Nato da un’idea di Fabio Bruni, di Lissone, vigile del fuoco al Comando di Monza, è già in vendita da qualche giorno su Amazon: il ricavato sarà devoluto alle strutture sanitarie impegnate nell’emergenza

Si intitola “Diario della mia quarantena – Andrà tutto bene” ed è l’opera prima di Fabio Bruni, 38 anni, romano, residente a Lissone da una decina d’anni e da quattro vigile del fuoco in servizio al Comando di Monza dopo essere entrato nel corpo nazionale nel 2009 e aver prestato servizio a Milano dal 2011.

Il libro, fresco di stampa e già disponibile sul sito di e-commerce Amazon, racconta i giorni del virus con le parole dei bambini di tutta Italia: oltre un centinaio le testimonianze che fanno sorridere (ma anche versare qualche lacrima) raccolte nelle pagine del volume il cui ricavato sarà devoluto completamente agli ospedali italiani impegnati nell’emergenza sanitaria.

“Non ho voluto fare una scelta precisa rispetto a chi devolvere – spiega l’autore - di volta in volta si aiuterà la struttura sanitaria che ha maggiore bisogno cercando di fare in modo che arrivino dove c’è più necessità a seconda dell’evoluzione della situazione” ha spiegato ancora il 38enne che ha anche annunciato che - al termine dell’emergenza - se il libro “avrà ancora un seguito i proventi saranno donati a qualche associazione impegnata per aiutare i bambini”.

Fabio Bruni, l’autore del libro

Fabio Bruni, l’autore del libro

“L’idea – spiega l’autore – mi è venuta da un diario personale che stavo scrivendo nei primi giorni del contagio, sentendo uno dei miei quattro nipoti, di 10 anni, che a dispetto delle nostre preoccupazioni, delle nostre negatività, al telefono mi ha detto: “che bello zio, sto casa con la mia famiglia”. Mi ha svelato una quarantena diversa che può avere anche lati positivi, mi ha dato un messaggio di speranza”. Da quella telefonata si è accesa l’idea: “di trasformare il mio diario in quello dei bambini: con passaparola e i social, anche da persone sconosciute fino a quel momento – prosegue il vigile del fuoco – con l’aiuto di una amica ho raccolto 135 testimonianze di bambini dai 2 anni in su che ho pubblicato integralmente nel libro.

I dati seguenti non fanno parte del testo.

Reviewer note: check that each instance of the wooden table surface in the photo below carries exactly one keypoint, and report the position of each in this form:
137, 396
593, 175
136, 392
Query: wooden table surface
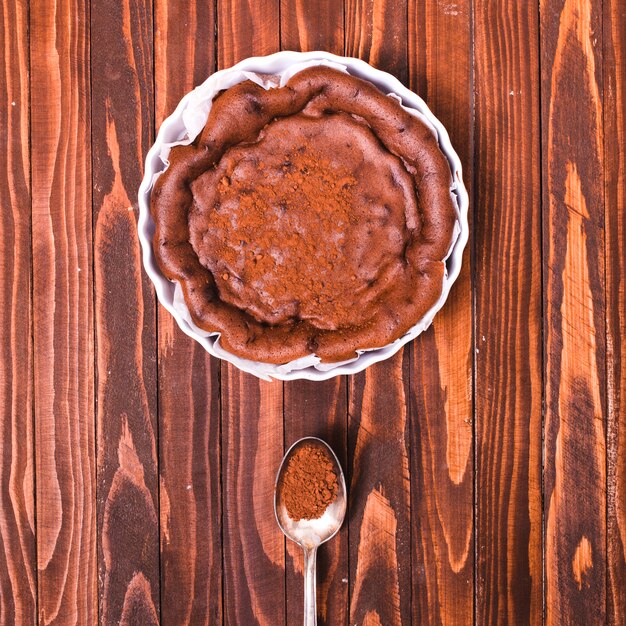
486, 462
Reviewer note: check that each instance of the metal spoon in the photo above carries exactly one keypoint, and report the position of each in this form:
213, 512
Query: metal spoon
310, 534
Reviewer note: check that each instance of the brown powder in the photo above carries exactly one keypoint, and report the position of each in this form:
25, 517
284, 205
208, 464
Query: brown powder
309, 483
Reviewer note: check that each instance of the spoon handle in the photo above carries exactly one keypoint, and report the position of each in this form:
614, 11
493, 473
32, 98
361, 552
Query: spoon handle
310, 600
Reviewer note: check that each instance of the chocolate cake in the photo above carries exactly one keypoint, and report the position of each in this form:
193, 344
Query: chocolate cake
310, 218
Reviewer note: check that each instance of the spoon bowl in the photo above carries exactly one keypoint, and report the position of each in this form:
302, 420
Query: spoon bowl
311, 533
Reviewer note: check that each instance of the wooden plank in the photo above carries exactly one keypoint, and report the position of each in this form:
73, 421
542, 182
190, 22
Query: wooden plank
614, 53
246, 29
575, 454
379, 504
63, 312
378, 462
18, 574
189, 408
442, 468
254, 549
127, 474
317, 409
252, 410
306, 25
376, 31
508, 351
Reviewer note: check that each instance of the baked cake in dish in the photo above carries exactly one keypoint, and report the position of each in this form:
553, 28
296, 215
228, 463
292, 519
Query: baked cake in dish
309, 218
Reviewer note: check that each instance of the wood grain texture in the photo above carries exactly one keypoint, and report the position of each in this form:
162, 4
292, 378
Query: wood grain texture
575, 552
246, 28
376, 31
508, 314
378, 460
189, 405
442, 468
63, 312
127, 474
379, 494
312, 25
614, 92
18, 574
254, 547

Ne è uscito un afflato di grande fiducia, un insegnamento per noi adulti”. Difficoltà? “Beh, è capitato che mi arrivassero dei messaggi vocali, magari di autori molto piccoli, da trascrivere completamente. Ma è stato divertente”.

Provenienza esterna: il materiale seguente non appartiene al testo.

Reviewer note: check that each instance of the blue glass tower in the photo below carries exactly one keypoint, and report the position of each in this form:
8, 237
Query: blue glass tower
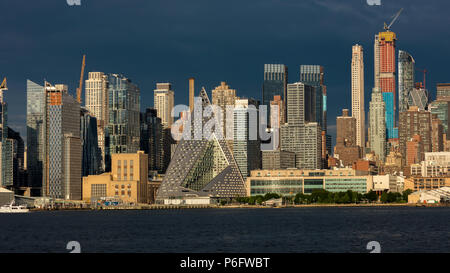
275, 83
391, 131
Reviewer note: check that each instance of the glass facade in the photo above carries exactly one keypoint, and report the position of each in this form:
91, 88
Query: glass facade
344, 184
4, 157
275, 82
306, 184
313, 75
152, 140
124, 115
285, 187
92, 154
36, 134
388, 98
406, 72
441, 109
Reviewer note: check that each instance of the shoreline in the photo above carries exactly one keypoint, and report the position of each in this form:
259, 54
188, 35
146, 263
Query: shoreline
181, 207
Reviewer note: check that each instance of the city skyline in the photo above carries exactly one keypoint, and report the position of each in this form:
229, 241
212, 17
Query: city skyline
246, 77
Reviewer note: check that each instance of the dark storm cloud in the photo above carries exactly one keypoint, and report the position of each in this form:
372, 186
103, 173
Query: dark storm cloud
171, 40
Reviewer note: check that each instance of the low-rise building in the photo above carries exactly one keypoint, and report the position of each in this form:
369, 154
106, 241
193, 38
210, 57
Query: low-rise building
426, 183
127, 181
385, 183
293, 181
275, 160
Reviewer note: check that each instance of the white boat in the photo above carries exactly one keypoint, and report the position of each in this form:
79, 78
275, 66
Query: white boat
13, 209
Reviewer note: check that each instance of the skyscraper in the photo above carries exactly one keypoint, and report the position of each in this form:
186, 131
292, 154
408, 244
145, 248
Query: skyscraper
92, 153
96, 101
346, 149
202, 167
246, 146
13, 159
406, 70
358, 111
300, 104
300, 134
223, 96
4, 159
3, 137
415, 122
164, 103
377, 125
385, 72
36, 136
418, 96
443, 91
275, 84
313, 75
124, 115
437, 134
63, 144
152, 139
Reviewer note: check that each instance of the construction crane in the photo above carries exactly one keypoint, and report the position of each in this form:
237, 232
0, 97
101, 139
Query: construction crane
80, 86
3, 87
388, 27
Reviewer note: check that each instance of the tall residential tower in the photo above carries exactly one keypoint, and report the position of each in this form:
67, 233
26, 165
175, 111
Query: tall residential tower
358, 94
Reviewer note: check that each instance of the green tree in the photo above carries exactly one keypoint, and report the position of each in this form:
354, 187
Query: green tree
371, 196
405, 194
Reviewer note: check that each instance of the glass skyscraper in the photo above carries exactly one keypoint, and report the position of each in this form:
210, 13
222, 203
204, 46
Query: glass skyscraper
124, 115
406, 72
63, 145
3, 146
36, 135
92, 154
275, 84
246, 146
391, 131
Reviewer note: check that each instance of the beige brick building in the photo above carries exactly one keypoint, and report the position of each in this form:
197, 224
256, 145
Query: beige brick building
128, 180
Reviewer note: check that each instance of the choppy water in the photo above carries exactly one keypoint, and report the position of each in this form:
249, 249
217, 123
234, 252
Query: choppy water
397, 229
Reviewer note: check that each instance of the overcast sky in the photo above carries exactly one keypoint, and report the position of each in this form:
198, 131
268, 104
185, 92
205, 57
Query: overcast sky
153, 41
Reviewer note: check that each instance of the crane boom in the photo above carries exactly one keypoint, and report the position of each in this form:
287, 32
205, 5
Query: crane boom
388, 27
80, 86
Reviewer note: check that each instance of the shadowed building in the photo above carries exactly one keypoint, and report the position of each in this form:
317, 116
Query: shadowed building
275, 160
415, 122
358, 111
377, 125
124, 115
203, 167
406, 70
223, 96
36, 136
275, 84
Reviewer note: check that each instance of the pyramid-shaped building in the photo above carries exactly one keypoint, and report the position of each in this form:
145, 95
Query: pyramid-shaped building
202, 167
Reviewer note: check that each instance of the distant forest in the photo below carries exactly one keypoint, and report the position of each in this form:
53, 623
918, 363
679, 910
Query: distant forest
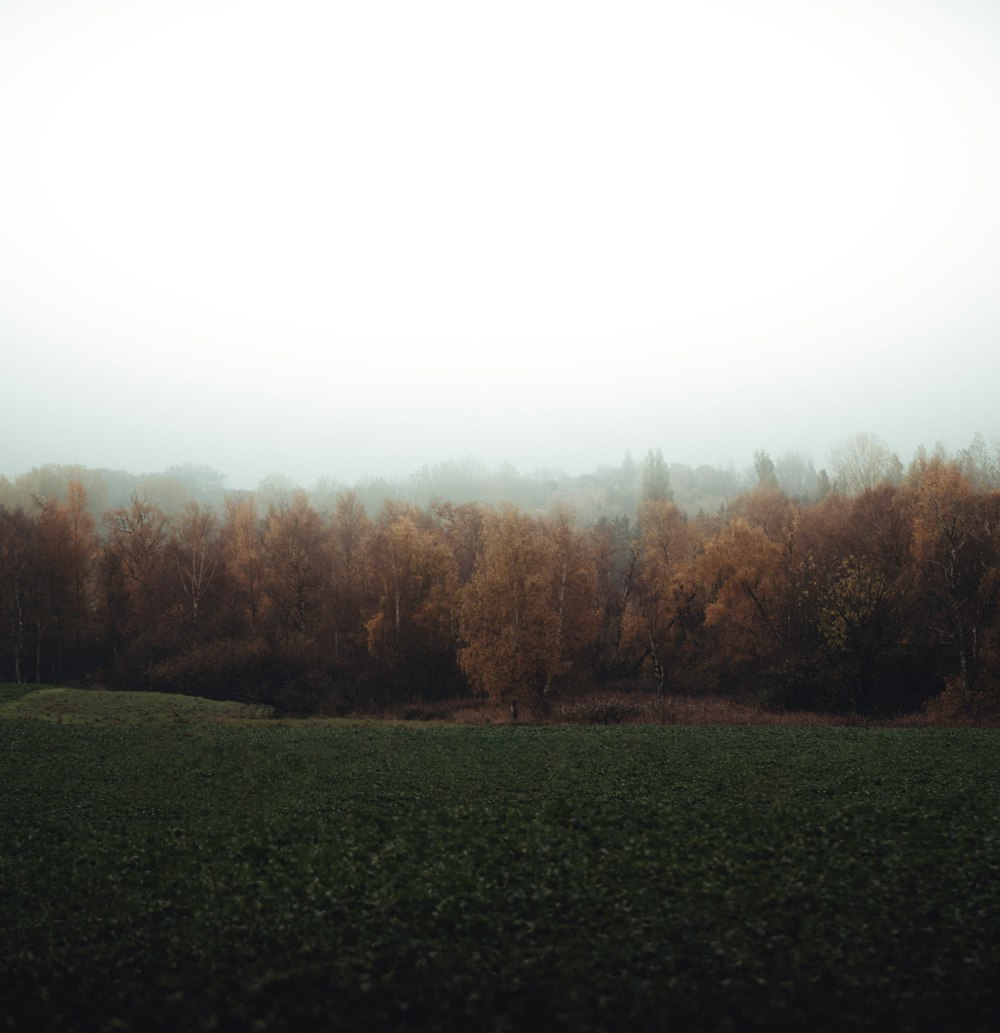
872, 588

Cosa emerge scorrendo le pagine? “Per noi adulti il problema è che non possiamo più andare a correre mentre ai bambini manca frequentare la scuola, stare con i loro amici, ricominciare. E ci comunicano che questo accadrà”. Come sta vivendo questo momento da vigile del fuoco? “Sempre in prima linea con tutti i dispositivi di protezione in una situazione surreale” ma finirà, lo dicono i bambini. E poi stare un po’ a casa non è così male: “Mettendo da parte i pensieri negativi pensate che ora potete fare molte più cose in famiglia, come giochi ci società, cucinare, fare puzzle o pitturare” dice Martina, 10 anni. Poi c’è Emma, 4 anni, che vuole tornare presto all’asilo e Davide, che disegna il “birus” con la corona e non vede l’ora che sia sconfitto per andare al mare.